プロジェクトの背景
このプロジェクトは、バリ島のリゾート施設の測量と竣工図書の作成に関するものでした。リゾートは鬱蒼とした森林地帯に位置しており、測量は既に建設済みだが未完成の建物に焦点を当てました。クライアントは、竣工図の検証や屋内モデリングに適した高品質の点群データを必要としており、その後の設計、内装工事、または改修計画のための信頼できる基盤となるデータを求めていました。さらに、このプロジェクトでは、一貫性のある正確な空間参照を確保するために、RTKまたは基準点を用いて屋内と屋外の座標を統合する必要がありました。

課題
密生した植生と急峻な地形はGNSS信号を著しく阻害し、見通し線も制限したため、従来のRTK測量は信頼性に欠けるものとなった。トータルステーションは高い精度を提供するものの、複雑な環境と大きな傾斜地のため、機器の設置、移動、測定が困難かつ時間を要するため、効率が悪く、プロジェクトのスケジュールに間に合わなかった。さらに、クライアントが要求する点群の品質に関する厳しい要件(正確な壁線、明確な構造表現、滑らかな表面)は、従来の測量方法では満たすのが難しい課題となった。

解決
複雑な現場環境と高品質な点群データへの要求という課題に対応するため、SL9 SLAM RTKシステムが導入されました。SLAMレーザースキャンとRTK測位を組み合わせることで、SL9は密集した樹冠や限られたGNSS条件下でも、連続的で安定した空間データを効率的に取得しました。

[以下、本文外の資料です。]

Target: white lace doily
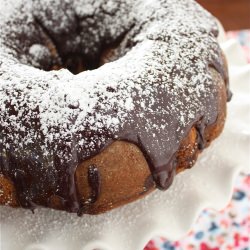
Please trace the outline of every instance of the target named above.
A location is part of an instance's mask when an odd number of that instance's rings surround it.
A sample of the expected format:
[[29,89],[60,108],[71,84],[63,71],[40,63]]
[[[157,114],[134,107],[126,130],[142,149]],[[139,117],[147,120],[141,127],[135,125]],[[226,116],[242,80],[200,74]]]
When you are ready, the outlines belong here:
[[0,208],[1,250],[141,250],[156,235],[184,235],[202,209],[221,209],[231,198],[240,171],[250,173],[250,65],[239,45],[224,41],[233,99],[223,134],[204,151],[195,167],[179,174],[166,192],[98,216],[77,217],[50,209],[33,215]]

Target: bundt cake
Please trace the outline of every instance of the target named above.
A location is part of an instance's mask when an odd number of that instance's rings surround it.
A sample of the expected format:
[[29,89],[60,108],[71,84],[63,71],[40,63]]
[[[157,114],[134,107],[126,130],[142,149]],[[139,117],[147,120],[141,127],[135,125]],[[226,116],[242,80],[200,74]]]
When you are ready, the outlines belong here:
[[0,1],[0,204],[102,213],[221,133],[227,65],[195,1]]

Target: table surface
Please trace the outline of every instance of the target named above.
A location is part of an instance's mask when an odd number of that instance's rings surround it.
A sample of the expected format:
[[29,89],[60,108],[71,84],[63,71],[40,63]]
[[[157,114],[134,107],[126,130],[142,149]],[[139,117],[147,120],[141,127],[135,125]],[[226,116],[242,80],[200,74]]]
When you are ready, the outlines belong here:
[[250,29],[250,0],[197,0],[226,30]]

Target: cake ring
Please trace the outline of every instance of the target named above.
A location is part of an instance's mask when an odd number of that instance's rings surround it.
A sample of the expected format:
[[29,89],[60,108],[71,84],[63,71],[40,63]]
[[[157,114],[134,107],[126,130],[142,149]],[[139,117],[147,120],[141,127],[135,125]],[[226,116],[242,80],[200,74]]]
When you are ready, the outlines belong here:
[[1,2],[0,204],[102,213],[221,133],[227,65],[195,1]]

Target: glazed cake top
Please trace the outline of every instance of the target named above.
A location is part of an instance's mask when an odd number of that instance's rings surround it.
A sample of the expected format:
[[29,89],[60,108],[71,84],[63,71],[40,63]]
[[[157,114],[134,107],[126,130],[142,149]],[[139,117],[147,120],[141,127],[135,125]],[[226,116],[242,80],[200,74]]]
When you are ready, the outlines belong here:
[[[79,212],[65,176],[114,140],[138,145],[166,189],[187,132],[217,119],[209,67],[227,72],[215,19],[191,0],[1,1],[0,167],[21,205],[57,194]],[[96,67],[113,44],[97,69],[45,71],[72,56]]]

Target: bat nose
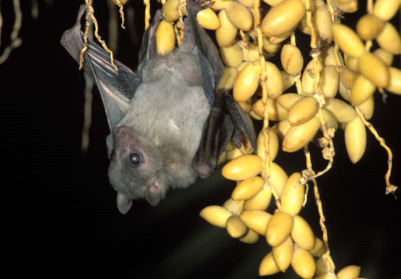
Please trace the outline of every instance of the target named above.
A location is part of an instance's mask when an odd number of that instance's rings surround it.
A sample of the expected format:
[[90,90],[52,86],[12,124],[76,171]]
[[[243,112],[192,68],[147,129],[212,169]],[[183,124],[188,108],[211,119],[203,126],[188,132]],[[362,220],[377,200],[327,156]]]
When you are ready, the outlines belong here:
[[113,135],[115,137],[125,136],[129,131],[129,128],[126,126],[120,126],[113,130]]

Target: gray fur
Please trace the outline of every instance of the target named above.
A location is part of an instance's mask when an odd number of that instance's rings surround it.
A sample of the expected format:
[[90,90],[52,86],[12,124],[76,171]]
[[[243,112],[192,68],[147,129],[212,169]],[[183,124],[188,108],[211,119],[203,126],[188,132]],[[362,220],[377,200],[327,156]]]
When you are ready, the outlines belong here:
[[[183,44],[165,56],[156,51],[155,33],[162,19],[161,10],[156,12],[144,35],[135,73],[114,60],[116,71],[108,54],[89,40],[83,68],[105,105],[111,132],[106,140],[109,178],[122,214],[132,199],[145,198],[156,205],[169,188],[187,187],[198,175],[192,162],[204,140],[223,69],[218,52],[196,20],[204,2],[187,0]],[[75,25],[61,38],[77,62],[86,8],[81,6]]]

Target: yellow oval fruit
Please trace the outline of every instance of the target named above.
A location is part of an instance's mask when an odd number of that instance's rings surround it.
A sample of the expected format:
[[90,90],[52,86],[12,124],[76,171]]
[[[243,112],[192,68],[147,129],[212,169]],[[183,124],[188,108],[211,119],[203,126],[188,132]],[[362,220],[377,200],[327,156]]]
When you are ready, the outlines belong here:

このアプローチにより、運用効率を維持しながらエンジニアリンググレードの点群データ品質が確保され、竣工図書、屋内モデリング、およびその後の設計や改修アプリケーションのための信頼性の高い基盤が構築されました。
ワークフロー
1.迅速な展開とワンタッチスキャン
SL9 SLAM RTKは一体型設計を採用しており、オペレーターは画面をワンタッチするだけでスキャンを開始できます。専門知識のない人でも、簡単なトレーニングを受ければ単独で測量を行うことができ、労力とトレーニングコストを削減できます。
2. RTK対応スキャン・トゥ・マップワークフロー
内蔵のRTKシステムにより、オペレーターは厳密な経路をたどることなく関心領域をスキャンできるため、複雑な建物環境において柔軟性と効率性を発揮します。
3. 屋内外統一座標系
高精度RTKモジュールを搭載したSL9は、屋内と屋外のデータを単一の空間基準に整合させることで、設計、建設、管理におけるシームレスな統合を実現します。
結果
1. 高品質の点群
得られた点群データは、壁、柱、構造要素を滑らかな表面と最小限のノイズで明確に表現しており、建物の竣工時の状態を正確に反映している。


2. 高速測定と定量化
点群データから、作業者は建物の周囲長、床面積、体積を迅速に計算できるため、不動産調査、建設検証、プロジェクト管理が容易になり、現場への再訪問を最小限に抑えることができます。


3. 点群スライスとCAD統合
データはSAT-LiDARソフトウェアにインポートしてスライス処理を行い、正確な壁線や構造境界を抽出できます。ベクトル化された出力はCADにシームレスにインポートでき、製図、計測、エンジニアリング解析に活用できるため、現場でのデータ取得からプロジェクト文書作成まで、完全に統合されたワークフローが実現します。